It is vibrant in color and super flavorful with a spicy kick from jalapeno and cajun seasoning.
This hearty comforting one-pot meal is super easy to make and a large batch comes together in just 40 minutes using simple ingredients. You can make it in an instant pot or in a pot over the stovetop.
It can be cooked slowly in a slow cooker as well. I am sharing the recipe in the post below, so have a look.
Make a big pot of this spicy Jambalaya soup recipe for your whole family this winter for a wholesome and filling meal.
Here are some more soup recipes that you may like
- Instant Pot Cauliflower Soup
- Cream of Mushroom Soup
- Chinese Hot and Sour Soup
- Pumpkin Curry Soup
- Instant Pot Taco Soup
- Tomato Basil Soup
- Cuban Chicken Soup
- Chicken Sweet Potato Soup
Ingredients



Chicken Breast & Shrimp – Use boneless skinless chicken breasts cut into bite-sized pieces and medium raw shrimp (fresh or frozen).
These two sources of protein are added to this hearty soup to make it filling and nutritious.
You can replace raw chicken pieces with leftover rotisserie chicken.
You can also add other seafood like oysters, crayfish, etc to this recipe or totally skip adding any seafood if you are allergic to them or they are not your thing.
Sausage – Traditionally Andouille sausages are used to make Jambalaya soup as they give a very distinct smoky taste and texture to this soup.
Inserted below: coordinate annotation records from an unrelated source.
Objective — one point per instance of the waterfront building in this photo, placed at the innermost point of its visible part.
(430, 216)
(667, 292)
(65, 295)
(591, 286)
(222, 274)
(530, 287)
Andouille sausage is made of pork but I am not a major pork person so I used chicken sausages instead. You can use any spicy and smoky sausage you like.
Vegetables – Onions, green bell peppers, and celery makes the base of Cajun and Creole cooking (also called Holy Trinity) and this soup is no exception.
I like to add jalapeño for a spicy kick jalapeno.
You can add more veggies of your choice to make it even more filling. Some options are mushrooms, zucchini, sweet potatoes, water chestnuts, etc.
Crushed tomatoes make the base of this soup and also make it tangy. I used canned crushed tomatoes but you can also use fresh tomatoes. Just pulse them in a blender a few times.
White Rice – White rice makes the soup thicker and more wholesome. To make it healthier, you can replace white rice with brown rice.
Use cauliflower rice in place of white or brown rice to make it low-carb.
Cajun Seasoning – It adds smoky, garlicky, and peppery flavors to the soup. Make cajun seasoning at home using my easy cajun spice mix recipe or buy a packet.
You can replace cajun seasoning with creole seasoning too.
Chicken Broth – Use a carton of homemade chicken broth.
All-Purpose Flour – Flour is used to thicken the soup. If you do not want the thick consistency, you can skip adding it. Skipping the flour will also make this soup gluten-free.
Other Ingredients – Apart from the above-mentioned ingredients, you will also need garlic, bay leaves, salt, and black pepper powder.
Top this soup with crispy bacon and parsley to make it even more indulgent.
How To Make Jambalaya Soup
Preparation
Cut 1 pound (500 g) of boneless skinless chicken breast into ½-inch pieces.
Slice 12-ounce (350 g) chicken sausages (or andouille sausages) thinly (approx ¼ inch thick).
Peel and chop 5-6 garlic cloves, core, deseed and dice one small green bell pepper, chop 2 ribs of celery, remove the seeds of one jalapeno pepper and chop it finely.
Peel, devein, and clean 1 pound (500 g) shrimp. If using frozen shrimp, then thaw them.
Gather the remaining ingredients.
Make The Soup
In A Pot Over Stovetop
Heat 3 tablespoon extra virgin olive oil in a large pot or a Dutch oven over high heat.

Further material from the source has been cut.